Thursday, April 23, 2009


In the process of planning the syllabus for my next PhD course on "Scientific Data-Collection", to be offered for the third time in Spring 2009, I have realized how fragmented the education of statisticians is, especially when considering the applied courses. The applied part of a typical degree in statistics will include a course in Design of Experiments, one on Surveys and Sampling, one on Computing with the latest statistical software (currently R), perhaps a Quality Control, and of course the usual Regression, Multivariate Analysis and other modeling courses. 
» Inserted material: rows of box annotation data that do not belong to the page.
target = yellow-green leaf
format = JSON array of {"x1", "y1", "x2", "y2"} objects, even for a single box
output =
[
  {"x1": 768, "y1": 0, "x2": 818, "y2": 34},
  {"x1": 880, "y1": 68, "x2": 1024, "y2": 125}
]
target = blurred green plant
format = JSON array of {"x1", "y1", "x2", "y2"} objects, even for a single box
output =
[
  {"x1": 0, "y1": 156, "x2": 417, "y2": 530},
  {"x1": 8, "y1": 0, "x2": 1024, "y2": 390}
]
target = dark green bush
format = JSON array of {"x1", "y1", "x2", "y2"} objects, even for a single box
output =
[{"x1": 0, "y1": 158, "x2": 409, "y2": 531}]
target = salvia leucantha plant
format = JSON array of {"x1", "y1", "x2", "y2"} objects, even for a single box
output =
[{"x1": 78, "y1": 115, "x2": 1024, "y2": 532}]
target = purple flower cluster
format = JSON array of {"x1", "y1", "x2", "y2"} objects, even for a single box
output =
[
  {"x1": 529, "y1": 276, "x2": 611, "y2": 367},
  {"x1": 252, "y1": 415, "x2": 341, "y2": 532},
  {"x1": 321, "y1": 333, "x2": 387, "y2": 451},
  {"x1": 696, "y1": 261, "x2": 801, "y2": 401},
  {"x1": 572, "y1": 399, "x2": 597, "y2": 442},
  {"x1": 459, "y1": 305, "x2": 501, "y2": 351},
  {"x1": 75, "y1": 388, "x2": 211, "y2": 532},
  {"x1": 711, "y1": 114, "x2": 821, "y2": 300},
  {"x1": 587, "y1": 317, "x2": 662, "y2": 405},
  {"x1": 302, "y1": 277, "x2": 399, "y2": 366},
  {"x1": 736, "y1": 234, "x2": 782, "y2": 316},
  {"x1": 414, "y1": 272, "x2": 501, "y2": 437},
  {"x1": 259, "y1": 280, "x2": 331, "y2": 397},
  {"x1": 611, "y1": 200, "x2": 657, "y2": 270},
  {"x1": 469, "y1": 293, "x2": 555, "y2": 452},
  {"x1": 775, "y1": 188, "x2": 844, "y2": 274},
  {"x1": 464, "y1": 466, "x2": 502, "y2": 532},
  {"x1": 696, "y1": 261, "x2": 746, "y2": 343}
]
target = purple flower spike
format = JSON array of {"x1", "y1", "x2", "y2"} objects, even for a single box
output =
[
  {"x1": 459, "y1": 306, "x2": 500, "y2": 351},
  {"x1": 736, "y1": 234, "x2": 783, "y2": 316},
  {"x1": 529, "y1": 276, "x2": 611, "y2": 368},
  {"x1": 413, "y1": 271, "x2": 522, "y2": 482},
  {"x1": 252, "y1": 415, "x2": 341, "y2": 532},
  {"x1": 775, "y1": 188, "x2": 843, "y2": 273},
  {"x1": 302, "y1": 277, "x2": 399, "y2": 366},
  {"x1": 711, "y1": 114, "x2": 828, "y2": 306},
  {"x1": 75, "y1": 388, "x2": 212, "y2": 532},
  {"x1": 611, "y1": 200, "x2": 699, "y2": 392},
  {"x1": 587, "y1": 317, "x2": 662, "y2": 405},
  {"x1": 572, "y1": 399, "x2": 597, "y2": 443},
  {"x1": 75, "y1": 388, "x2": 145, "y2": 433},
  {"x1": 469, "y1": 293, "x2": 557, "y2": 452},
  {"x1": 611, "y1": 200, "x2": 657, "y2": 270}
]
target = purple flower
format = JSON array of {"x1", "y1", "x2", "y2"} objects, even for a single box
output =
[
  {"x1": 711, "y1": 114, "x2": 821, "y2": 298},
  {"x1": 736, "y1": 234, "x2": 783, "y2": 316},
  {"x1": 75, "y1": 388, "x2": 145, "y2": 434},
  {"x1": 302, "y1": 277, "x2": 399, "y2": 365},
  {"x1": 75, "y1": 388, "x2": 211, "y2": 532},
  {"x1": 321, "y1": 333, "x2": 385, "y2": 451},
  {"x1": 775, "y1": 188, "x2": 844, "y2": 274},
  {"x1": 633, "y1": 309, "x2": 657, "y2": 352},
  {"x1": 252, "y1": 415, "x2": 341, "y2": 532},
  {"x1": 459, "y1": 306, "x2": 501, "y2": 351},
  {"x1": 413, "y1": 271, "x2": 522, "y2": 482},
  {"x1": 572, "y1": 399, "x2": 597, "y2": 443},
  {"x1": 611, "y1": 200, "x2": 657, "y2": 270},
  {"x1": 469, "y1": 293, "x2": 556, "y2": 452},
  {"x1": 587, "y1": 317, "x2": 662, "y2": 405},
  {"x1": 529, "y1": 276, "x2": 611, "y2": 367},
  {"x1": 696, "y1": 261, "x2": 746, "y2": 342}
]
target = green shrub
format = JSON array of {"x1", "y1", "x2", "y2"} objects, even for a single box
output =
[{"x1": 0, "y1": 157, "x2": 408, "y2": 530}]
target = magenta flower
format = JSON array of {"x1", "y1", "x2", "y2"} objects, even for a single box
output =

Because there is usually very little overlap between the courses (perhaps the terms "sigma" and "p-value" are repeated across them), or sometimes extreme overlap (we learned ANOVA both in a "Regression and ANOVA" course, and again in "Design of Experiments"). I initially conceptually compartmentalized courses into separate entities. Each had its own terminology and point of view. It took me a while to even get the difference between the "probability" part and the "statistics" part in the "Intro to probability and statistics" course. I can be cynical and attribute the mishmash to the diverse backgrounds of the faculty, but I suppose it is more due to "historical reasons".

After a while, to make better sense of my overall profession, I was able to cluster the courses into the broader "statistical models", "math and prob background", "computing", etc.
But truthfully, this too is very unsatisfactory. It's a very limited view of the "statistical purpose" of the tools, taking the phrases off the textbooks used in each subject.

For my Scientific Data-Collection course, where students come from wide range of business disciplines, I cover three main data collection methods (all within an Internet environment): Web collection (crawling, API, etc.), online surveys, and online/lab experiments. In a statistics curriculum you would never find such a combo. You won't even find a statistics textbook that covers all three topics. So why did we bind them? Because these are the main tools that researchers use today to gather data!

For each of the three topics we discuss how to design effective data collection schemes and tools. In additional to statistical considerations (guaranteeing that the collected data will be adequate for answering the reserach question of interest), and resource constraints (time, money, etc.), there are two additional aspects: ethical and technological. These are extremely important and are must-knows for any hands-on researcher.

Thinking of the non-statistical aspects of data collection has lead me to a broader and more conceptual view of the statistics profession. I like David Hand's definition of statistics as a technology (rather than a science). It means that we should think about our different methods as technologies within a context. Rather than thinking of our knowledge as a toolkit (with a hammer, screwdriver, and a few other tools), we should generalize across the different methods in terms of their use by non-statisticians. How and when do psychologists use surveys? experiments? regression models? T-tests? [Or are they compartmentalizing those according to the courses that they studied from Statistics faculty?] How are chemical engineers collecting, analyzing, and evaluating their data?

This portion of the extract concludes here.